Today is the best day of the war thus far for the United States of America, as General Ulysses S. Grant captures the Confederate’s Fort Donelson on Tennessee’s Cumberland River, following a four day campaign.

After the capture of Fort Henry, ten miles to the west and ten days earlier, Grant’s army had marched to Fort Donelson, an imposing fortification sitting on a high bluff above the river. Protected by some 21,000 Confederate troops by the time Grant arrived, prospects of capture had seemed daunting. With only 15,000 troops, Grant proceeded to trick and out-maneuver the Confederate forces over the next three days, leading to today’s events. Grant demands “unconditional and immediate surrender,” and the rebels have no choice but to do so. Only 5,000 Confederate soldiers manage to escape as Grant takes control of Donelson.

The victory signals the end of Confederate hopes in Kentucky and opens Tennessee for Union occupation.

Baptist soldiers fight on both sides this day. One is Confederate John Richard Mills of Providence, Kentucky, who is among the captured. Mills is sent to prison at Indianapolis, Indiana, and eight months later is released in a prisoner exchange in Vicksburg, Mississippi. He survives the war and lives a long life as a practicing Baptist layman.

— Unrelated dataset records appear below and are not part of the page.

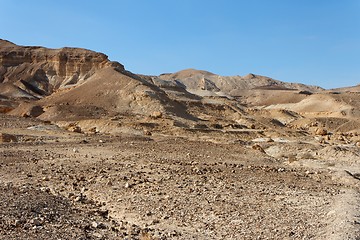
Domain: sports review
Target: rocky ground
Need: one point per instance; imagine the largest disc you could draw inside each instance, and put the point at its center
(57, 184)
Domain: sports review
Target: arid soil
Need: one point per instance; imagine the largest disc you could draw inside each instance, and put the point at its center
(57, 184)
(89, 150)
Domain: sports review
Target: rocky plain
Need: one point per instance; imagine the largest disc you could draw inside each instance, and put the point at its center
(90, 150)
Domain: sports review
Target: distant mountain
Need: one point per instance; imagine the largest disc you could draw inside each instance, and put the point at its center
(198, 81)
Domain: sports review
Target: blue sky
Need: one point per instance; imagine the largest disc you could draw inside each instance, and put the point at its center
(309, 41)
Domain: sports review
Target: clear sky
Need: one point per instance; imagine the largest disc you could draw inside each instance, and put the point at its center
(309, 41)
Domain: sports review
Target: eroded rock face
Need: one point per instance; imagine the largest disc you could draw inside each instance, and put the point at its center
(40, 71)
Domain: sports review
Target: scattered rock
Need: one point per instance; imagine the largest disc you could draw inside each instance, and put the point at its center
(4, 137)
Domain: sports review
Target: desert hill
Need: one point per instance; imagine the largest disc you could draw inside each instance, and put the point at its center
(198, 81)
(90, 150)
(81, 87)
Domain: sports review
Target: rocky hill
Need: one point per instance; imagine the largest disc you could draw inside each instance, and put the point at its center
(78, 85)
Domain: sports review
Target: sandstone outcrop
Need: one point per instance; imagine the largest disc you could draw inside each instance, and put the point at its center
(41, 71)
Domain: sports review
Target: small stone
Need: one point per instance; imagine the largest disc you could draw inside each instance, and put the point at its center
(321, 131)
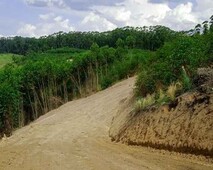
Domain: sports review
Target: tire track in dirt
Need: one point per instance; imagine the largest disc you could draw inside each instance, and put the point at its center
(75, 136)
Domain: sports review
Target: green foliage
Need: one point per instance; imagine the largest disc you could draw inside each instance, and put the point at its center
(7, 58)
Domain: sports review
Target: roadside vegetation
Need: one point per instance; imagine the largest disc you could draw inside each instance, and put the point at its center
(61, 67)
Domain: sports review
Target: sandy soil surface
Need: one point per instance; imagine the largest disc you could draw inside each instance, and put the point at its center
(75, 136)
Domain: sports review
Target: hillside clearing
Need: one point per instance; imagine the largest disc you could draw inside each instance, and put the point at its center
(75, 136)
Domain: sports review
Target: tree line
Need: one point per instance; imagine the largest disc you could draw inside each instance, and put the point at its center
(147, 38)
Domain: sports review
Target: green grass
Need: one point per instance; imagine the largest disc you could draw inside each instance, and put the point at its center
(5, 59)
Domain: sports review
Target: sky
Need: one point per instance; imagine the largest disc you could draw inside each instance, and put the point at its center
(35, 18)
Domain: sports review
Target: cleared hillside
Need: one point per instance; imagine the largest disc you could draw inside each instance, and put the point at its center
(75, 136)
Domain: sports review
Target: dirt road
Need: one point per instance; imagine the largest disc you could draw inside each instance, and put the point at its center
(75, 136)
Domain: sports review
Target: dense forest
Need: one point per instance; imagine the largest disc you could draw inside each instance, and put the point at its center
(61, 67)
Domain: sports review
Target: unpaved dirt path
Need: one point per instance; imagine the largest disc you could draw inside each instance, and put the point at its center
(75, 136)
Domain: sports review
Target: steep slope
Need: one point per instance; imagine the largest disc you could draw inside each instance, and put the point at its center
(185, 125)
(75, 136)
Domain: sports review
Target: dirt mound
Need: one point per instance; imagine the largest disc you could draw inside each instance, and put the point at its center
(185, 125)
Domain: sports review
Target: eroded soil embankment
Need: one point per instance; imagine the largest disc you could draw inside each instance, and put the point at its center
(184, 126)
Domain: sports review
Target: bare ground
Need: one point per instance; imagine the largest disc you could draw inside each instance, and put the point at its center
(75, 136)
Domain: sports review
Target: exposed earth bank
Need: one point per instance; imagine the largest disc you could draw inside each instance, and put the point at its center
(185, 125)
(75, 136)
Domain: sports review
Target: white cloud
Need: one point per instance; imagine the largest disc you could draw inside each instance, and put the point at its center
(46, 3)
(143, 13)
(46, 16)
(107, 15)
(49, 26)
(27, 30)
(97, 23)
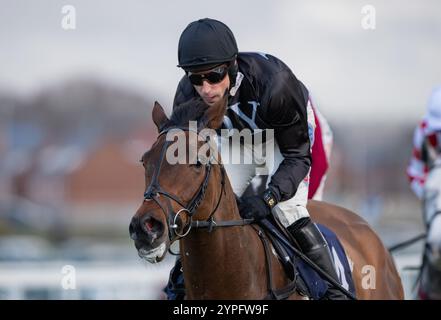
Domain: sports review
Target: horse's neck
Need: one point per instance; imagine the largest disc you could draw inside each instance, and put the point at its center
(216, 261)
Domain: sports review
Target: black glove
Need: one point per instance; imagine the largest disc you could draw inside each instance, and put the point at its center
(253, 207)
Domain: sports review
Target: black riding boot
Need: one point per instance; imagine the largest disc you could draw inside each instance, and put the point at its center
(314, 246)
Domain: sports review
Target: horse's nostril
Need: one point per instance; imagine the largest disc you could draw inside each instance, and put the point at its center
(152, 226)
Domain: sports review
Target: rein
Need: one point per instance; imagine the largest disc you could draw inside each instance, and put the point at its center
(154, 191)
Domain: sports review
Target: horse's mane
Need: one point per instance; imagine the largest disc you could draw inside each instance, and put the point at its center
(191, 110)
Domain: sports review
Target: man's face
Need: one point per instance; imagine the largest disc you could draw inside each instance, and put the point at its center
(211, 91)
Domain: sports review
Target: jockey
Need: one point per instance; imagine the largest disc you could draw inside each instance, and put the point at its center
(426, 145)
(258, 91)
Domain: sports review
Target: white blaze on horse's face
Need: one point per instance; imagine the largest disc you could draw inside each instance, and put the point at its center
(155, 255)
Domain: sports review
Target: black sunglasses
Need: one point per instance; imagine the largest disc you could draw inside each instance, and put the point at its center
(214, 76)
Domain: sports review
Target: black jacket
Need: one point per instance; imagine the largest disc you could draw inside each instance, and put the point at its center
(271, 92)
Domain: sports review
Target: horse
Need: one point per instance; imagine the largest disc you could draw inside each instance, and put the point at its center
(223, 255)
(429, 286)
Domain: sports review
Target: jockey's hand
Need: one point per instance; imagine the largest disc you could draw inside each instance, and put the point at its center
(253, 207)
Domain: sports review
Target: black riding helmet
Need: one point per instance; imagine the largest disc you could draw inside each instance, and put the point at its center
(206, 43)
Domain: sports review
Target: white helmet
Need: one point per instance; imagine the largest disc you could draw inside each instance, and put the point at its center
(433, 115)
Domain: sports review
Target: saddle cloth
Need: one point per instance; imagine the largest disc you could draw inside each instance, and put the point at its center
(316, 287)
(310, 280)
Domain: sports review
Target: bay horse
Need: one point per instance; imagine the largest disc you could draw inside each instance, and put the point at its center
(429, 287)
(229, 260)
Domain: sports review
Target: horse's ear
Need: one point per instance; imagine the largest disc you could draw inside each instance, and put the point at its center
(159, 116)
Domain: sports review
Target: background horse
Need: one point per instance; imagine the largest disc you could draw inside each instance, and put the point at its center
(430, 273)
(230, 261)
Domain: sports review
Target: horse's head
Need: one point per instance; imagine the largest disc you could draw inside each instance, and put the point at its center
(180, 178)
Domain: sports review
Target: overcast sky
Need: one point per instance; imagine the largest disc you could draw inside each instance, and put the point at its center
(386, 73)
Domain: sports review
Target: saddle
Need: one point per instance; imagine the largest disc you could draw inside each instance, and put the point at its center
(308, 281)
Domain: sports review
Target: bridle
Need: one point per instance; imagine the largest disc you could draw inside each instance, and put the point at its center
(154, 191)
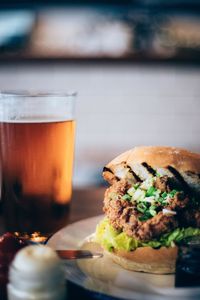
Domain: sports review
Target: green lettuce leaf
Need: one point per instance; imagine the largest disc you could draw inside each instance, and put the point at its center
(111, 239)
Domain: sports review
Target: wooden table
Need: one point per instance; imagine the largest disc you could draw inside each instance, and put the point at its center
(85, 203)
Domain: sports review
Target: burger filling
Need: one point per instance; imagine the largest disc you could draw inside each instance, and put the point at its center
(149, 213)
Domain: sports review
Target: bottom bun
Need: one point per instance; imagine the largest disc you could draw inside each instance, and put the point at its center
(147, 259)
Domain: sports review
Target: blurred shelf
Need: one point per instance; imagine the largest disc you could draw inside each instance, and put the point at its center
(136, 58)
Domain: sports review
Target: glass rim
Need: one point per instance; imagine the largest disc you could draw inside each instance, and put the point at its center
(37, 94)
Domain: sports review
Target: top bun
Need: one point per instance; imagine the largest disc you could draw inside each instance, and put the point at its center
(140, 163)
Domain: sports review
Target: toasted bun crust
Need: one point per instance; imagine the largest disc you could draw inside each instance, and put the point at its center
(158, 157)
(147, 259)
(165, 160)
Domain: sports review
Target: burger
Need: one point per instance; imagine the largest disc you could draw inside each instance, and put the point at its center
(151, 206)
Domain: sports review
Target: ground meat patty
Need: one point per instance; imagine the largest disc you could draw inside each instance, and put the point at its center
(191, 217)
(123, 215)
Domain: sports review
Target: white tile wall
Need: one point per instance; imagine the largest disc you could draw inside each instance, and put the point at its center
(119, 106)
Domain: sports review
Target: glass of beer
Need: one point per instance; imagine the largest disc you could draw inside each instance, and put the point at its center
(36, 157)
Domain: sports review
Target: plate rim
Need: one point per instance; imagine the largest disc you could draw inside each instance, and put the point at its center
(96, 219)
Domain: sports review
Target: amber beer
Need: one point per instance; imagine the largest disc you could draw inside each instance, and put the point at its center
(37, 163)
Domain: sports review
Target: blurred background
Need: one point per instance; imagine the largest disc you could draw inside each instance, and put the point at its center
(134, 63)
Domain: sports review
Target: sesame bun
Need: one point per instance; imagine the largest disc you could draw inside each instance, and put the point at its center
(147, 259)
(139, 163)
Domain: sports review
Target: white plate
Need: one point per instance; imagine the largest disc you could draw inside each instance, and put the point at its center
(104, 276)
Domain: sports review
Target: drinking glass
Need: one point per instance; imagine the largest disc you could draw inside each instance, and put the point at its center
(36, 158)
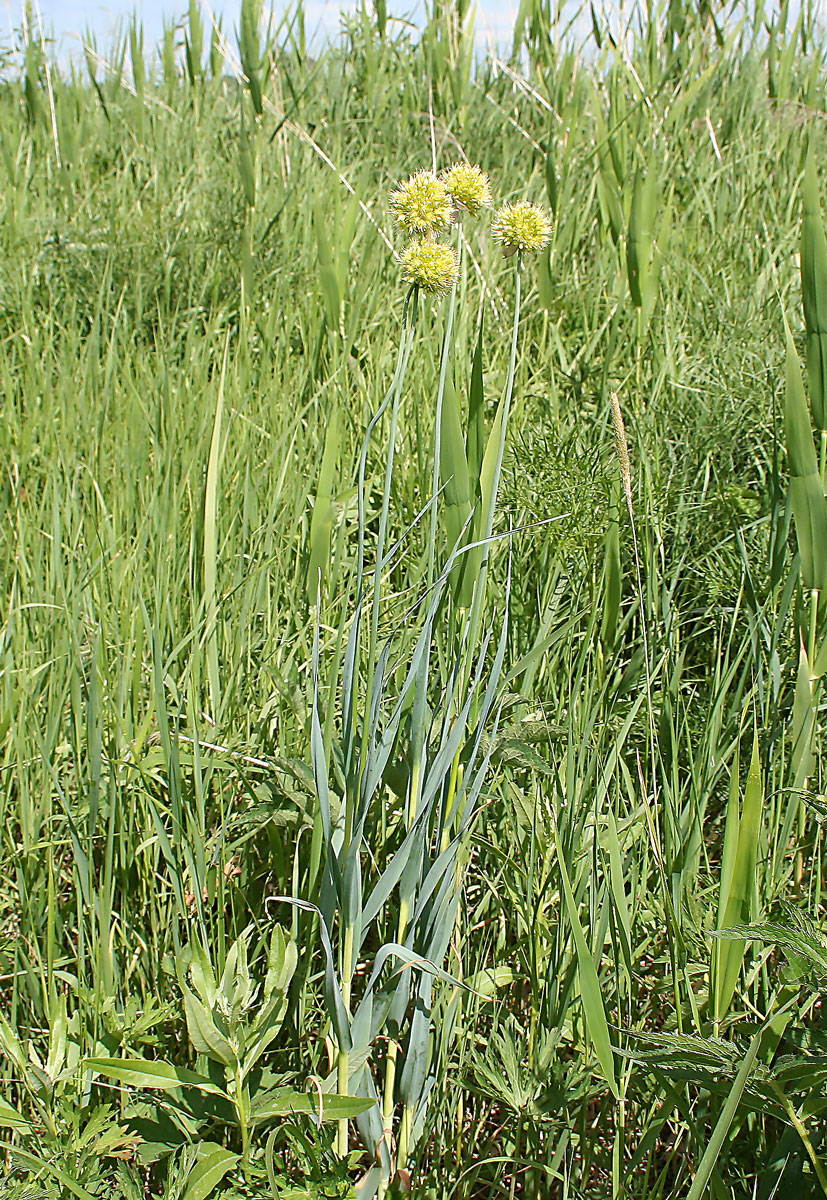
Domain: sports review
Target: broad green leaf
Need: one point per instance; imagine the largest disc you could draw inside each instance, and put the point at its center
(208, 1173)
(282, 960)
(205, 1037)
(328, 1107)
(725, 1120)
(807, 498)
(153, 1075)
(639, 239)
(11, 1119)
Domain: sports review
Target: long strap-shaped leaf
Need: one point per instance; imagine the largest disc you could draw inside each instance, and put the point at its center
(814, 291)
(589, 984)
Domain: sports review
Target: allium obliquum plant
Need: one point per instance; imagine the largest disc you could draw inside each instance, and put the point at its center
(389, 905)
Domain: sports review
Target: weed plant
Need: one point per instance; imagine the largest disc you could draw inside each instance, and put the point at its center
(411, 660)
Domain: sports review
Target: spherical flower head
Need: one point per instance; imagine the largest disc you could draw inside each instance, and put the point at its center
(431, 265)
(468, 187)
(421, 204)
(521, 226)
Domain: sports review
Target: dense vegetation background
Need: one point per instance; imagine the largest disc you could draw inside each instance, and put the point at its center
(201, 312)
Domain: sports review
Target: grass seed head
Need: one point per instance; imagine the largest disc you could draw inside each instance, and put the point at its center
(468, 187)
(521, 226)
(430, 265)
(421, 204)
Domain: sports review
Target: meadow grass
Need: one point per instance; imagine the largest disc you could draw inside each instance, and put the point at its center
(383, 739)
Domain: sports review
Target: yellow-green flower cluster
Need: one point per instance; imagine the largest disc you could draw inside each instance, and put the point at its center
(521, 226)
(430, 265)
(426, 204)
(421, 204)
(468, 187)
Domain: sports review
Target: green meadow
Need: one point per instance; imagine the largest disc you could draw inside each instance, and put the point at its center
(411, 703)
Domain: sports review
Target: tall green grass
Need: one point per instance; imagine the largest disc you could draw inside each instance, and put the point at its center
(239, 659)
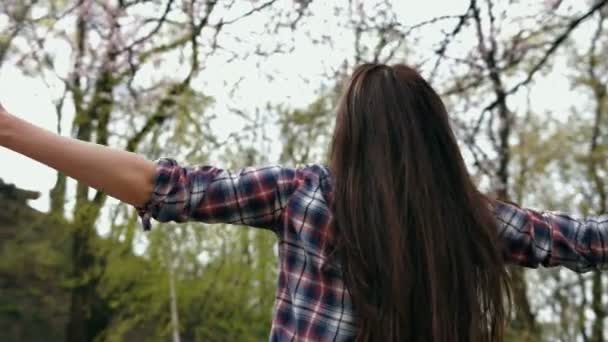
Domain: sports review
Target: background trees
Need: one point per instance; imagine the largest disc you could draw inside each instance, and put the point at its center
(251, 82)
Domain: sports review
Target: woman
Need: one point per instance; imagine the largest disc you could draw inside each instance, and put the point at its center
(389, 242)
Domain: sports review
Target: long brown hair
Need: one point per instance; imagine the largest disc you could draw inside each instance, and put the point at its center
(416, 240)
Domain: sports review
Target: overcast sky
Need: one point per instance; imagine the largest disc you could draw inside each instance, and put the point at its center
(31, 98)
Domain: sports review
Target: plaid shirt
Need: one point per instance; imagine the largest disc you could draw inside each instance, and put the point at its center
(312, 303)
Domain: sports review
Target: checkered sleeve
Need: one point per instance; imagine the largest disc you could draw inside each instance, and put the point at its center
(532, 238)
(253, 196)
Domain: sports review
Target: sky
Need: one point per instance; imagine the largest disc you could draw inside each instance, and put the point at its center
(31, 99)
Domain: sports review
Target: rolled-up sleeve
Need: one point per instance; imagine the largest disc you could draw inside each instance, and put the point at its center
(532, 238)
(253, 196)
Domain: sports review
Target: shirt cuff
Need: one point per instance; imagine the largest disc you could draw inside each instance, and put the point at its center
(166, 174)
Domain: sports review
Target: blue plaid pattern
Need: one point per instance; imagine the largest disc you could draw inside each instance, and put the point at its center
(312, 303)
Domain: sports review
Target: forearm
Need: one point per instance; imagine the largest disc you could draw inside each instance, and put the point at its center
(123, 175)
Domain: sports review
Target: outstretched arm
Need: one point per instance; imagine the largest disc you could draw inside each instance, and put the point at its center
(532, 238)
(123, 175)
(163, 190)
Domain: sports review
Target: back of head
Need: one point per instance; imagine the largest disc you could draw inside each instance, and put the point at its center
(417, 241)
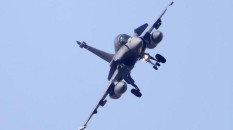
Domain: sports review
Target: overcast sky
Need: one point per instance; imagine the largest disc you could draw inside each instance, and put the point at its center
(48, 83)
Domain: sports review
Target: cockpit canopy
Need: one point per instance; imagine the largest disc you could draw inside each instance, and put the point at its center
(120, 40)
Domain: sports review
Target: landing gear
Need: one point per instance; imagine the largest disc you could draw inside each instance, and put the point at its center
(160, 58)
(136, 92)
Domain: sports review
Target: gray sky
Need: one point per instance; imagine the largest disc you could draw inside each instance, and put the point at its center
(48, 83)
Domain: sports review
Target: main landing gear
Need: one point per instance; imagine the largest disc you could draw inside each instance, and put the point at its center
(136, 90)
(158, 60)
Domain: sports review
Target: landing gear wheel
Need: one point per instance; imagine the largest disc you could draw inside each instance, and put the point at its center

Further to the West, the soon-to-be famous Benjamin H. Carroll (more commonly known as B. H. Carroll) (1843-1914) is serving as a Texas Ranger. In April he joins the Seventeenth Regiment Texas Infantry, but harbors no illusions as to the fate of the South. Perhaps voicing what many other southerners were afraid to say, he warned that a speedy victory for the South was not possible, that Northern troops were tenacious, and that the South could not depend upon peace Democrats or European intervention to bring about a favorable conclusion to the war. During one of his frequent camp-fire debates while serving in the army, he warns anyone who will listen that it would be “madness to underestimate the talents and resources” of U.S. General Ulysses S. Grant, using Grant’s brilliant victory at Fort Donelson as an example of the general’s greatness.

B. H. Carroll survives the war and is converted to Christ at a Methodist camp meeting in 1865. He later becomes a Baptist — one of the most famous Baptists in Texas history. His service in Baptist life reaches a pinnacle in the founding (1908) and first presidency of Southwestern Baptist Theological Seminary.